2004年11月30日

白川 浩道
外人投資家の日本経済観


 

 

 11月下旬に1週間ほど北米に出張し、マクロ系ヘッジ・ファンドを含め20強の投資家と意見交換を行ったが、そこで明らかになったことは、日本経済に対する「構造的なベア派」が再び増加しているということである。

 ここで言う「構造的なベア派」とは、例えば、世界的なハイテク需要のビジネス・サイクル等から短期的な景気調整局面を予想するという「循環的なベア派」と異なり、「日本経済はバブル崩壊後の低成長から抜け出せておらず、また今後も抜け出すことは困難ではないか」という、本質的な弱気派である。

 こうした「構造的ベア派」にとって現下の最大の関心事項は、日米における巨大な財政赤字の存在である。

 外人投資家には、依然として、「日本経済は外需依存度が高く、今回の景気回復も基本的には90年代半ば以降の過去の景気回復パターンと同様、外需回復によって主導されたものである」という意識が強い。

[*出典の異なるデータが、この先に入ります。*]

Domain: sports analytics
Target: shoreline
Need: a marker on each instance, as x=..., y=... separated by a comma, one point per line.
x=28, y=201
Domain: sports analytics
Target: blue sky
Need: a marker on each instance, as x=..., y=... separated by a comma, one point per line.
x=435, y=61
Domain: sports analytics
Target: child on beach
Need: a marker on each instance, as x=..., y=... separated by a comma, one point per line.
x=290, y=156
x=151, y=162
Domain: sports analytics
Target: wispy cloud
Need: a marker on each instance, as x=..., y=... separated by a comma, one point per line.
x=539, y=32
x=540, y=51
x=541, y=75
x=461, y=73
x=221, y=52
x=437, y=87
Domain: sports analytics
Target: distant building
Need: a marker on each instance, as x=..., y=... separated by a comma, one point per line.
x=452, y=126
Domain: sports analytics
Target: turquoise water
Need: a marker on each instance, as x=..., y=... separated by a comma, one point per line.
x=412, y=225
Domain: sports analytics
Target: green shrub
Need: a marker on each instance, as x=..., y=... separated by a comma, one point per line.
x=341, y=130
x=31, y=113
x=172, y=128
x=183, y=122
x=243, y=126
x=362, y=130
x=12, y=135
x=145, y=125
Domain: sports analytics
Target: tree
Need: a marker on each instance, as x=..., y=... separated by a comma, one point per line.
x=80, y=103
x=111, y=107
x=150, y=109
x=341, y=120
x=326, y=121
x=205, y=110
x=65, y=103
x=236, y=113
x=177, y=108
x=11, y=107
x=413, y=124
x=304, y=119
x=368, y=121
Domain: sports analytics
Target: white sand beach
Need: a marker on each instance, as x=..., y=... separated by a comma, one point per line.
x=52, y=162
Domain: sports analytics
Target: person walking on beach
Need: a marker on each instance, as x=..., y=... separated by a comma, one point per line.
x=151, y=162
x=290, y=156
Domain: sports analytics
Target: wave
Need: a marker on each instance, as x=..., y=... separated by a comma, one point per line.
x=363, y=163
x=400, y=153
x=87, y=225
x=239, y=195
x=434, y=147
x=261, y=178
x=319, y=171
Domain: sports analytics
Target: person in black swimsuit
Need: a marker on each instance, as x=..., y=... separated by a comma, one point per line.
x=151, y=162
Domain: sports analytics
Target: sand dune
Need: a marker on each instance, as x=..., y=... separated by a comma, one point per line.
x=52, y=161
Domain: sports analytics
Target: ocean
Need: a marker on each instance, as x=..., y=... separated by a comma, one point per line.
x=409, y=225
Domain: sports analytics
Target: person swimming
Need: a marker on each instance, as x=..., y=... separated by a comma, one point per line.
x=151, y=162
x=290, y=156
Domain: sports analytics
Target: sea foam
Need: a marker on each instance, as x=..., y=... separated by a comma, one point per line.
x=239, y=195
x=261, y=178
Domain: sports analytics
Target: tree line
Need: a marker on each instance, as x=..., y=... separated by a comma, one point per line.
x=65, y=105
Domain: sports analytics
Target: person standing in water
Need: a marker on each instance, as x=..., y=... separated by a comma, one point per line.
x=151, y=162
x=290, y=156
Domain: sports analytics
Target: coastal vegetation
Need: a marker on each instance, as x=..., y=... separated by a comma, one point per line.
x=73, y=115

 こうした投資家の理解は、実際のところ、妥当である。一部には日本の内需回復を強調する向きもあるが、内需の対GDP比率の動きをみる限り、少なくとも7−9月期までは低迷が継続している。外需から内需への波及効果は明らかに低下している。特に、今回の景気回復局面では、企業設備投資の回復力の鈍さが際立っていることに注意しなくてはならない。これは、企業のデフレ懸念が払拭されていないこと、労働集約的な製造業における海外生産移転が継続していること、を素直に反映していると解釈すべきであろう。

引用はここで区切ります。